What This Workflow Does
This workflow watches a Google Drive folder for new PDF files.
It downloads each PDF, then extracts and cleans the text.
Next, it creates embeddings from the clean text using the Google Gemini model.
It adds these embeddings and document data to a Pinecone vector store for quick searches.
When a user sends a question, the workflow finds relevant documents from Pinecone and uses AI chat powered by Google Gemini to answer.
This saves many hours by automating slow manual work and speed ups document search with AI.
Who Should Use This Workflow
This workflow is for anyone who gets many PDF files to manage on Google Drive.
It helps teams that spend hours downloading, reading, and searching PDFs manually.
Especially useful for legal, research, or admin staff needing fast text search across documents.
It works great for small or large volumes needing AI chat to answer question from PDFs.
Tools and Services Used
- Google Drive Trigger node: Watches a folder for new PDFs.
- Google Drive node: Downloads files by file ID.
- Extract From File node: Extracts text from PDF binary data.
- Code node: Cleans text by removing line breaks and special characters.
- Generate Document Embeddings (Google Gemini) node: Creates text embeddings for search.
- Insert Document into Pinecone Vector Store node: Adds vectors and metadata for similarity search.
- Chat Message Trigger node: Webhook for user chat queries.
- Generate Query Embeddings (Google Gemini) node: Turns chat questions into embeddings.
- Retrieve Relevant Documents from Pinecone node: Finds documents matching the question.
- Code node (prompt builder): Combines top documents with user query to build AI prompt.
- OpenRouter Chat Model Interface node: Runs Google Gemini chat model to answer questions.
Inputs, Process, and Outputs
Inputs
- New PDF files uploaded to a specific monitored Google Drive folder.
- User questions sent to the chat webhook.
Processing Steps
- Trigger detects new PDF files on Google Drive.
- Downloads file binary data.
- Extracts raw text from PDFs.
- Cleans text by removing line breaks and special symbols.
- Generates vector embeddings of cleaned text using Google Gemini text-embedding-004.
- Inserts embeddings and document metadata into Pinecone index.
- When a question arrives, generates query embeddings from user input.
- Searches Pinecone for documents closest to user query vectors.
- Builds a prompt mixing top document snippets with question.
- Sends prompt to Google Gemini chat model for an answer.
Outputs
- Fast AI-generated answers to user questions based on PDF content.
- Stored indexed document vectors for repeated fast similarity searches.
Beginner Step-by-Step: How To Use This Workflow in n8n
Importing and Setup
- Download the workflow file using the Download button on this page.
- Open n8n editor and choose Import from File to upload the workflow file.
- After import, add Google Drive OAuth credentials to nodes that need it.
- Configure Pinecone credentials and make sure the index name matches
n8n-rag-demoor update as needed. - Enter Google Gemini API keys for embedding and chat model nodes.
- For the Google Drive Trigger node, update the folder ID if monitoring a different folder.
Testing and Activation
- Upload a test PDF to the monitored Google Drive folder and verify the workflow triggers.
- Send a test chat query to the webhook URL provided by the Chat Message Trigger node.
- Check if the workflow extracts text, creates embeddings, stores data, and returns a relevant AI answer.
- Fix any errors by checking credentials and configuration, then retest.
- Activate the workflow for production use by toggling it active.
For stable operation, if self hosting n8n, keep the n8n service running or use self-host n8n.
Common Edge Cases and Failures
- No trigger on new files: Usually folder ID is wrong or Google Drive permissions missing.
- Empty text extraction: Happens if PDFs are scanned images, which need OCR support (not included).

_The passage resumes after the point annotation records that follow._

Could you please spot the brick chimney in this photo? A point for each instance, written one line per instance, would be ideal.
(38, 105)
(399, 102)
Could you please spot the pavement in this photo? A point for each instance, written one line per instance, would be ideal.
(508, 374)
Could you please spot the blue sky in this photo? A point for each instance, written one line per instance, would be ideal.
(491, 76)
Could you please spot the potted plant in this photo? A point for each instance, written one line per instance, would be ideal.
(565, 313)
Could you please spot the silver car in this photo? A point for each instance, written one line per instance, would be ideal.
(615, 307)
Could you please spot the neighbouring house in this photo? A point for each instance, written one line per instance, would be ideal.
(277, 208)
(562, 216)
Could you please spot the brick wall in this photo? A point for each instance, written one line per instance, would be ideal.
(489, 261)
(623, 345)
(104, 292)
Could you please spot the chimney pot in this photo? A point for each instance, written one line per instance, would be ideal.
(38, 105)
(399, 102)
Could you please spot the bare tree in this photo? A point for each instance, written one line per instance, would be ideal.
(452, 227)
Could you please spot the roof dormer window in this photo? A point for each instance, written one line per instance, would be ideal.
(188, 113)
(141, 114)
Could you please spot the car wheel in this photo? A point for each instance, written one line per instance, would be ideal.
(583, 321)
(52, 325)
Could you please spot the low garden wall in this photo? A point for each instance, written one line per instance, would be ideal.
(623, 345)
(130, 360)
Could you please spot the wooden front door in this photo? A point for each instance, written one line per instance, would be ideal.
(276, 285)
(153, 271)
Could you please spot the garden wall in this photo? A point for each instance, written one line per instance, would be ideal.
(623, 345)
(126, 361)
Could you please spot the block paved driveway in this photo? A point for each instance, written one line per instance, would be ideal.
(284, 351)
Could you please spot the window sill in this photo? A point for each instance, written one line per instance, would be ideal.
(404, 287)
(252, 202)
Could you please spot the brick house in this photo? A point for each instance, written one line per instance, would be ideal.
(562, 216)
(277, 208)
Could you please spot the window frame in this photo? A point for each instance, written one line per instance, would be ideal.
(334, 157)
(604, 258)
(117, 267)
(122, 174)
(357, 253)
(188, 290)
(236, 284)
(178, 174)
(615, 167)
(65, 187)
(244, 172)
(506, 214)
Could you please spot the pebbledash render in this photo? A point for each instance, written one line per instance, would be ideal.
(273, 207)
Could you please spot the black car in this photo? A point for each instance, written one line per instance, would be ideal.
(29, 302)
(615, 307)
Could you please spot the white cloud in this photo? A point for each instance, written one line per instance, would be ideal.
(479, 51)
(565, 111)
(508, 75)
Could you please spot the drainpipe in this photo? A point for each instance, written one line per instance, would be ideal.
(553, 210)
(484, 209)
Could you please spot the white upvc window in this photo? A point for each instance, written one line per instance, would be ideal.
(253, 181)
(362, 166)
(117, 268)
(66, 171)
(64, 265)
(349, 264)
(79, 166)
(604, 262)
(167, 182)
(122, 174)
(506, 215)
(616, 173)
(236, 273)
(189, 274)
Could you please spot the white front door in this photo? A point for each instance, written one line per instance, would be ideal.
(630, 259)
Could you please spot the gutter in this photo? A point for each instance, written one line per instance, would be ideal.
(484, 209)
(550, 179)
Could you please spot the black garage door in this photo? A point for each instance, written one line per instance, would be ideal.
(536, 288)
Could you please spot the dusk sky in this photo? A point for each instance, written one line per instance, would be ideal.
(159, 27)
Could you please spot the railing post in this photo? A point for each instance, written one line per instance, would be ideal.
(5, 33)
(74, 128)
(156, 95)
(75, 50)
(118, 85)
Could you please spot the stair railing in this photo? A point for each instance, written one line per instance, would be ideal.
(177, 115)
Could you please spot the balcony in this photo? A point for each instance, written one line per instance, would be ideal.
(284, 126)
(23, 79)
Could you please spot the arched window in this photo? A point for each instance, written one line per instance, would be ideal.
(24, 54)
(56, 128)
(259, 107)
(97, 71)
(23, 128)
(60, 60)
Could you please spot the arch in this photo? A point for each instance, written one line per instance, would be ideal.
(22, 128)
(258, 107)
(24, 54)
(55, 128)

- Embedding or Pinecone errors: Often caused by invalid API keys or index names.
- Slow or missing chat answers: Check connection to Google Gemini chat service and webhook setup.
Customization Ideas
- Change monitored Google Drive folder ID to track other folders.
- Adjust text cleaning code to keep more or fewer characters depending on document style.

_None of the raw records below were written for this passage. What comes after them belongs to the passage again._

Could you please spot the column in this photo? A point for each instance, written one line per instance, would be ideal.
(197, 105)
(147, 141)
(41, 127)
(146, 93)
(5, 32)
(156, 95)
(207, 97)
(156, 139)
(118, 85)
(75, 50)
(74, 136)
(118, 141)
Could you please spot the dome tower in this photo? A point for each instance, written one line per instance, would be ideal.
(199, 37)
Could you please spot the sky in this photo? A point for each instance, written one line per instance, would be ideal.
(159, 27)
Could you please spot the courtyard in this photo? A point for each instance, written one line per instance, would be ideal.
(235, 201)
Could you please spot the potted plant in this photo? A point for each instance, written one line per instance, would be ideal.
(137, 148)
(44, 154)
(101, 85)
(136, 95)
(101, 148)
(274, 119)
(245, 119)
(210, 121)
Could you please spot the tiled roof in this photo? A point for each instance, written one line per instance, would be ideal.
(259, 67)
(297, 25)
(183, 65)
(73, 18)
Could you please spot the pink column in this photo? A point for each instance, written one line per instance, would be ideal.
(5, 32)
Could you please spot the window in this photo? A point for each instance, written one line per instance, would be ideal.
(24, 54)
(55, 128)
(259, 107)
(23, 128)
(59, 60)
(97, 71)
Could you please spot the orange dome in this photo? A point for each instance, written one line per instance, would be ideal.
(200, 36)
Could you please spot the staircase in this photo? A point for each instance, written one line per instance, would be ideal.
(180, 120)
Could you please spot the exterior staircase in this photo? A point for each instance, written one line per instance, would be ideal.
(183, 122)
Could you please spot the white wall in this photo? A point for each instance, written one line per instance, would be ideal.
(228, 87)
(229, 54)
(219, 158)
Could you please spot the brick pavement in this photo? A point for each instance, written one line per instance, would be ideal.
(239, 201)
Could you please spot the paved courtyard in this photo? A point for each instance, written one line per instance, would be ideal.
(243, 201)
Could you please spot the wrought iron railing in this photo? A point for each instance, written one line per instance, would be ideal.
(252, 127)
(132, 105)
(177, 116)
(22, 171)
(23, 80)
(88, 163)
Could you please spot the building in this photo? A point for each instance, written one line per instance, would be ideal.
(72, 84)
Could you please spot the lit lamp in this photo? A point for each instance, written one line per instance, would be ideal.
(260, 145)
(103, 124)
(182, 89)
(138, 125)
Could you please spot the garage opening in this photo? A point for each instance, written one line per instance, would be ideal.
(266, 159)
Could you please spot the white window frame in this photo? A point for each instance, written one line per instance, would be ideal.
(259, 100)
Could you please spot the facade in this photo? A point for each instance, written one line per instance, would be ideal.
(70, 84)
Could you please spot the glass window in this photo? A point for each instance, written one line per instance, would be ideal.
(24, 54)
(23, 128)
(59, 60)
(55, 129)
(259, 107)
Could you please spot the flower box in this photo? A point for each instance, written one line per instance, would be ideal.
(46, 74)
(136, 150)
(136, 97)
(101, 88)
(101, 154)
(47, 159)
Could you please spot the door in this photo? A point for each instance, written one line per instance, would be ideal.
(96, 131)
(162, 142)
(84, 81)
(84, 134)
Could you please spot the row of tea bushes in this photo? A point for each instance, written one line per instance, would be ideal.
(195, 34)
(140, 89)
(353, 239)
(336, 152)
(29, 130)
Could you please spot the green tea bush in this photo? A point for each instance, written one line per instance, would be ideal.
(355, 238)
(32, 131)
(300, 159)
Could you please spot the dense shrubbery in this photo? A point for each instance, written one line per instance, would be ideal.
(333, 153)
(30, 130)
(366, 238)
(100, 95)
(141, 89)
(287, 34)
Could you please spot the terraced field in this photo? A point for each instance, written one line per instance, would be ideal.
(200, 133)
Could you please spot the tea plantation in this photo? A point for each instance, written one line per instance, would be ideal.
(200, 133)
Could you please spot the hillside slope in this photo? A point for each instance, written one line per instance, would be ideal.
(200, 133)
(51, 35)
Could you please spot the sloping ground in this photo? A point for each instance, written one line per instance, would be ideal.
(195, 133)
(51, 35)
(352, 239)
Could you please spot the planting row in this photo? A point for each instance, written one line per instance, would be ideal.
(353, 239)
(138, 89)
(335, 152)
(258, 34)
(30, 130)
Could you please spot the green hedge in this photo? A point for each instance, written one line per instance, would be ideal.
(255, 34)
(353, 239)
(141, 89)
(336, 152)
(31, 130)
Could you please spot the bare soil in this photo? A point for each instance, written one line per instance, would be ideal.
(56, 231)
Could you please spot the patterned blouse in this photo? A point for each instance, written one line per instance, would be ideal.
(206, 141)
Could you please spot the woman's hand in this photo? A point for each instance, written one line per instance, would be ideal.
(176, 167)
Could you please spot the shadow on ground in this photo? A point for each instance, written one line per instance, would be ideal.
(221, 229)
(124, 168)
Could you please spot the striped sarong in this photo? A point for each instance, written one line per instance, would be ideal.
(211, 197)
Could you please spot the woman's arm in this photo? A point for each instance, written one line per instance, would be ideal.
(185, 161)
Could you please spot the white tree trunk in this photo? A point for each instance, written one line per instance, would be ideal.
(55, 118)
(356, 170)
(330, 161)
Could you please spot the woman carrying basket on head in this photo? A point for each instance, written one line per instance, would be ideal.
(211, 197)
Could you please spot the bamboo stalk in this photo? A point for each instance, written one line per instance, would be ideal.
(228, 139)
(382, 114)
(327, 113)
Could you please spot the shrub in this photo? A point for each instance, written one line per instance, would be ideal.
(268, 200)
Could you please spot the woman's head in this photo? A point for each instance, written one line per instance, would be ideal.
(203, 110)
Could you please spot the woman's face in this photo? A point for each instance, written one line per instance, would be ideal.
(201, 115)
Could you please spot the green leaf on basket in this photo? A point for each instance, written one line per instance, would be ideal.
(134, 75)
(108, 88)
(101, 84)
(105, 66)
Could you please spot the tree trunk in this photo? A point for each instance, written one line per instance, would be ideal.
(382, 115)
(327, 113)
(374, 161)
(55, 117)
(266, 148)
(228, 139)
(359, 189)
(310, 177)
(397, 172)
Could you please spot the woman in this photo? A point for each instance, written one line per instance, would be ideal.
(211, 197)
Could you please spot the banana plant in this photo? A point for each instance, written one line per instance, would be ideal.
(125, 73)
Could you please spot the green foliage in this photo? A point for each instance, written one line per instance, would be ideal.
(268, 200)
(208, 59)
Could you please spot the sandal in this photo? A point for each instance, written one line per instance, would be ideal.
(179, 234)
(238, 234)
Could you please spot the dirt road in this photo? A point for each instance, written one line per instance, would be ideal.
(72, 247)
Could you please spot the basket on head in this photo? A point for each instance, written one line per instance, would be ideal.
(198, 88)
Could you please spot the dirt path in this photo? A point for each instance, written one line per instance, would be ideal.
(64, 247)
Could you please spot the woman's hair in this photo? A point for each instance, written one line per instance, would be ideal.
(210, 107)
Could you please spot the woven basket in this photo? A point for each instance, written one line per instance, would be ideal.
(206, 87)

- Change embedding model names to other Google Gemini or supported models.
- Include more document snippets in chat prompts by editing prompt builder code node.
- Add notification nodes (email, Slack) after Pinecone insertion to alert when new files are processed.
Summary of Results
✓ Automated monitoring and ingestion of PDFs from Google Drive.
✓ Clean, searchable document text extracted and normalized.
✓ Fast embeddings stored in Pinecone for efficient similarity searches.
✓ AI chat answers user queries using most relevant document context.
→ Saves hours of manual file handling and text searching.
→ Speeds up legal or document-based decision workflows.